When asked about future directions for the study, Dr. Kanaan answered: “Our next step will be investigating whether persistent CB-originating MMc is a common feature post-CB transplantation. An analysis in regard to patient outcomes (including: relapse rates, graft versus host disease, etc…) and of HLA-compatibility will likely give us insights into the role(s) and functional aspects of maternal cells that had time to be ‘educated’ against the paternally inherited HLA, now shared with the recipient. Currently major investment is being made in developing artificially-designed immunotherapies aimed at fighting leukemic cells. In this context, it seems especially important to also direct attention to understanding how naturally-acquired microchimeric cells may provide anti-leukemic benefit”.

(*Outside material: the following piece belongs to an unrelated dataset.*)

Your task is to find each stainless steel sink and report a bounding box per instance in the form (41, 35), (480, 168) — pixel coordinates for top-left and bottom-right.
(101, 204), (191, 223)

This study was supported by the National Institutes of Health and the Trasher Research Fund.
Kanaan S.B., Gammill H.S., Harrington W.E., De Rosa S.C., Stevenson P.A., Forsyth A.M., Allen J., Cousin E., van Besien K., Delaney C.S., Nelson J.L. 2017. Maternal microchimerism is prevalent in cord blood in memory T cells and other cell subsets, and persists post-transplant. Oncoimmunology, 6(5):e1311436.
(1)- Maloney S, Smith A, Furst DE, MyersonD, Rupert K, Evans PC, Nelson JL. 1999. Microchimerism of maternal origin persists into adult life. The Journal in Clinical Investigation. 104(1):41-7.
(2)- Van Rood JJ, Scaravadou A, Stevens CE. 2012. Indirect evidence that maternal microchimerism in cord blood mediates a graft-versus-leukemia effect in cord blood transplantation. PNAS. 109(7):2509-14.